Dean Elgar's day as South African opener punishes Black Caps
Advantage South Africa, but New Zealand believe they still have the touring side within reach in the first cricket test after a tough opening day scrap in Dunedin.
Man of the moment Dean Elgar will resume on 128 on day two, and South Africa 229-4 at a run rate of 2.54, a mammoth recovery from 22-3.
Elgar and Temba Bavuma negotiated a tense final half-hour against Trent Boult and Neil Wagner swinging the second new ball and beating the bat, to add an unbroken 81 and leave the Black Caps two wickets short of being very happy with their day's work.
"South Africa are slightly ahead but I thought it was a very well disciplined performance with the ball and they haven't got away on us. The first hour tomorrow is going to be critical and we hopefully make use of that new ball," coach Mike Hesson said.
Elgar was outstanding, batting through the day for his seventh test century and showing all the fighting qualities he's renowned for.
But the day turned on a stroke of good fortune for him, and a rare miss by BJ Watling that will have the wicketkeeper lying awake at night.
On 36, seven balls into the middle session, Elgar tickled one fine from Boult and Watling got a decent piece of it with his right glove, but the ball tumbled out. It would have hurled South Africa onto the ropes at 63-4 and exposed the struggling Bavuma early.
"Time will tell [how much impact it has]. It was unfortunate. It would have been a bit of a strangle," Hesson said.
"We beat the outside edge a lot and when you get the inside edge, it's unfortunate and BJ grabs 99 out of 100 of those."
Five years ago in Dunedin, New Zealand skittled South Africa for 238 after sending them in.
This time both sides wanted to bat first on a strange looking pitch, dark with a patchy grass covering that dried out before the teams' very eyes as the Dunedin morning sun loomed over the hill. No team had batted first on winning the toss in the last 22 New Zealand tests.
The ball swung for Boult and offered variable bounce in the morning, before playing truer as it dried in the afternoon, the became tricky again with the second new ball.
When Neil Wagner struck twice in five balls, vital blows to remove Hashim Amla and JP Duminy in the same over, New Zealand would have been eyeing a sub-200 South Africa total.
Now they're around par and will be happy with anything over 300. As Elgar said: "350 is worth 450 on that wicket because of the slowness."
New Zealand read the pitch as slow, with minimal seam movement and wanted to bat first and give their two spinners Jeetan Patel and Mitchell Santner final use of it.

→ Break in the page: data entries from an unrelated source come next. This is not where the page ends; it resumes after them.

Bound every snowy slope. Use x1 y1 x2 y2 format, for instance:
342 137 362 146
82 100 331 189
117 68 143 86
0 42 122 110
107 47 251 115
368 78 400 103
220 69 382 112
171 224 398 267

The last time New Zealand played two spinners in a home test was in March 2010 against Australia in Hamilton, Patel's previous test on home soil when he partnered Daniel Vettori.
It meant an agonising decision to omit Tim Southee for the first time since August 2012, as allrounder Jimmy Neesham came in for Colin de Grandhomme and was under-used by captain Kane Williamson. Really, Southee had to miss out as Boult remains the No 1 striker and Wagner was their best over the last 15 months.
Patel and Santner both stemmed the flow and Patel was excellent when summoned in the sixth over, generating early turn and applying immediate pressure on an impeccable line.
"It was pretty disciplined. When you play two spinners you obviously want to bowl last. They did a really good job on day one of a test match in a holding role," Hesson said.
"They can [have an impact], but it depends how well we bat in our first innings. There was certainly enough on offer on day one to suggest that later in the test match there could be a bit there."
Elgar struggled in the cold weather and cramped up near the end of his six-hour knock, after adding 126 with captain Faf du Plessis (52) who gave New Zealand a bonus wicket by falling for the leg side trap to Neesham.
"It was right up there with one of the tougher days in my career. Their bowlers are quality: Boult, Wagner and Jeetan. Given another hour we felt things might settle to open up the scoring, they bowled well on a wicket which hasn't assisted them too much, but their discipline is good," Elgar said.